Highlights & Insights

  • Elegance of the Score-Geometry Identity: Translating the first variation of the encoder objective into a pointwise equality establishes a direct bridge between autoencoder geometry and the score function—implying that DPA implicitly learns the score function, which could be exploited for generative modeling.
  • Conditional Independence as a Dimensionality Criterion: Unlike conventional approaches (e.g., scree plots), DPA provides testable statistics for determining intrinsic dimensionality with theoretical guarantees.
  • Value of Single-Shot MFEP Recovery: MFEP estimation in computational chemistry typically requires expensive iterative biased simulations; DPA approximates the MFEP from unbiased samples in a single fit, potentially accelerating molecular dynamics simulations.

Limitations & Future Work

  • Theoretical results require the encoder Jacobian to have full rank; the theorems are silent when mode collapse or limited expressivity occurs.
  • At \(\beta=2\), the energy score is not strictly proper, so the optimal decoder may not be unique (no degenerate behavior was observed in practice).
  • All experiments are validated on low-dimensional data (for visualization convenience); score alignment on high-dimensional real data (e.g., images) remains to be verified.
  • Computational cost: jointly optimizing objectives across all \(k\) dimensions may be expensive at scale.
  • vs. VAE: VAEs regularize the latent space via KL divergence but do not guarantee correct distributional reconstruction; DPA directly matches the conditional distribution with stronger theoretical foundations.
  • vs.

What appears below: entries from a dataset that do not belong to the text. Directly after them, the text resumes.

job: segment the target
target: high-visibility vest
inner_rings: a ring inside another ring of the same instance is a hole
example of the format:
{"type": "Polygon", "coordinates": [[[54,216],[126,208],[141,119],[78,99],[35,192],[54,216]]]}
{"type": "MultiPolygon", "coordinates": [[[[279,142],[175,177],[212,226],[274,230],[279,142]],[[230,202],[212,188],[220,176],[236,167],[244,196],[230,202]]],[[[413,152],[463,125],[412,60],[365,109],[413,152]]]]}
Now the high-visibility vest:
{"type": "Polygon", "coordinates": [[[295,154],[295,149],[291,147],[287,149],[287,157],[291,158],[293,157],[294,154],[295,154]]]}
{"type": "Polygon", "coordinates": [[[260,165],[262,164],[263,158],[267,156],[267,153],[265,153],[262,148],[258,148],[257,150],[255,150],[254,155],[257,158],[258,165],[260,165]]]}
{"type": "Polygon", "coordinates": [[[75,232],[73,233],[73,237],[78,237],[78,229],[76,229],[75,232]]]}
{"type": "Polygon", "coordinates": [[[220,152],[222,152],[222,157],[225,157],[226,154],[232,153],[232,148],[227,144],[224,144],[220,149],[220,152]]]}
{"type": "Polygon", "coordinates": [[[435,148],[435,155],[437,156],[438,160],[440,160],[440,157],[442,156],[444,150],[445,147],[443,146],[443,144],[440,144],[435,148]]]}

Score-based Diffusion Models: Diffusion models learn the score via denoising; DPA implicitly recovers the score through an autoencoder—the two approaches may be complementary.
  • vs. PCA / Nonlinear Dimensionality Reduction: PCA finds a linear principal subspace; DPA finds a nonlinear manifold shaped by data density, with conditional independence serving as a generalization of PCA orthogonality.

Rating

  • Novelty: ⭐⭐⭐⭐⭐ First work to establish a rigorous theoretical link between autoencoder level-set geometry and the score function, unifying distributional learning and dimensionality discovery.
  • Experimental Thoroughness: ⭐⭐⭐⭐ Theoretical validation is thorough but limited to low-dimensional synthetic data; real high-dimensional experiments are absent.
  • Writing Quality: ⭐⭐⭐⭐⭐ Mathematical derivations are rigorous, figures are intuitive, and the structure is clear.
  • Value: ⭐⭐⭐⭐ Significant theoretical contribution with far-reaching implications for understanding autoencoder geometry; practical application scenarios remain to be explored.